My attack knob is a 5kB (value decided after some experimenting) between collectors of Q2/Q3, and the junction of R16, C8, and led. This was suggested on the fsb thread last page, but I’m not sure if it’s an optimal location, since the delegate puts the attack control on the junction of the emitters.

I’m open for suggestions on improving, or at least learning. It seems to me that the attack knob adds more resistance in the path of the LED to ground, (on both mine and the delegate). This would affect how bright the led is, right?  Does it interact with C8 to affect the time constant of that filter (or in other words, fill up C8 more slowly)?


----------



## Chuck D. Bones (Oct 7, 2020)

phi1 said:


> It seems to me that the attack knob adds more resistance in the path of the LED to ground, (on both mine and the delegate). This would affect how bright the led is, right?  Does it interact with C8 to affect the time constant of that filter (or in other words, fill up C8 more slowly)?

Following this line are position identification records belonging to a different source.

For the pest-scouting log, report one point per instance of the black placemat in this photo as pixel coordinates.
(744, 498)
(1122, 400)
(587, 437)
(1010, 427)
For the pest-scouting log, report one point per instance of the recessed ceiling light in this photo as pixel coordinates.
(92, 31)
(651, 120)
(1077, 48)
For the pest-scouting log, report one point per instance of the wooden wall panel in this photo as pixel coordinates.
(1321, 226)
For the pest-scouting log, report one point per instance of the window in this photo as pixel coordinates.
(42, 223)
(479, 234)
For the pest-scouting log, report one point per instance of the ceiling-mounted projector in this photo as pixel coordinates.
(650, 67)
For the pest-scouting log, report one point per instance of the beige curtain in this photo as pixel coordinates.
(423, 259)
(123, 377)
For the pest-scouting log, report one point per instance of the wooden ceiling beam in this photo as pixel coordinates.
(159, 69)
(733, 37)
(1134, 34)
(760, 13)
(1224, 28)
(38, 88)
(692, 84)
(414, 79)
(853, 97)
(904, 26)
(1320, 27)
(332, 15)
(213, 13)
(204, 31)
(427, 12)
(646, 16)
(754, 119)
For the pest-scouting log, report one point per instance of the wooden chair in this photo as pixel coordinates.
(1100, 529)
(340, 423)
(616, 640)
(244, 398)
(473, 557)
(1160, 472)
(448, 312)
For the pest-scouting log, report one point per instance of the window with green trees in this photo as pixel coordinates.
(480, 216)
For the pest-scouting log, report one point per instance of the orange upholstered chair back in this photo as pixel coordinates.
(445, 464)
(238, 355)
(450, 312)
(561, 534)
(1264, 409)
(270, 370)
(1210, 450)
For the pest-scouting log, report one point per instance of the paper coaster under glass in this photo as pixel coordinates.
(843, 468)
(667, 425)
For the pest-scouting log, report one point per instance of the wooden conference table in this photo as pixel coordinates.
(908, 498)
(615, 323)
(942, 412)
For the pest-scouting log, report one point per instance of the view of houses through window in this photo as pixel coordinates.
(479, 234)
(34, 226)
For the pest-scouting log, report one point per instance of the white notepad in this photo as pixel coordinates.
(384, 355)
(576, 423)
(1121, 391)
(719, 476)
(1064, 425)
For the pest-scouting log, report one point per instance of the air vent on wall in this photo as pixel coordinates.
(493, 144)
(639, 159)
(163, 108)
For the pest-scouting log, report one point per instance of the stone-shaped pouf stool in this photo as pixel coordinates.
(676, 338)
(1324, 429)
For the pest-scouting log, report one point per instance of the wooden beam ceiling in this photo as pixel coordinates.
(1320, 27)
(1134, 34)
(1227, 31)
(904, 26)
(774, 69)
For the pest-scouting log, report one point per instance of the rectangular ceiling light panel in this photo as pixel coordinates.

The ATTACK control does both.  The LED is inside a feedback loop that throttle's the brightness to achieved the desired volume.  The ATTACK control limits the maximum brightness, but the control loop usually keeps the brightness well below that limit.  More importantly, the ATTACK control limits how quickly the control loop can ramp up the LED's brightness and turn down the gain in response to meat hitting steel.  Because it takes time to charge or discharge C8 and the LDR response time is fairly slow, there is a lag in the control loop that can cause the LED brightness to overshoot.  That overshoot and eventual recovery creates a volume drop immediately after the note attack that is sometimes described as "breathing."  Breathing more pronounced at high COMPRESSION settings.  By slowing down the rate at which the LED's brightness increases, the ATTACK control reduces the overshoot but also limits how much the gain is reduced.  It's a balancing act between the attack being slow enough but not too slow. The ATTACK & COMPRESSION controls interact.  At high COMPRESSION settings, the ATTACK setting becomes more sensitive.  Yeah, it's complicated.


----------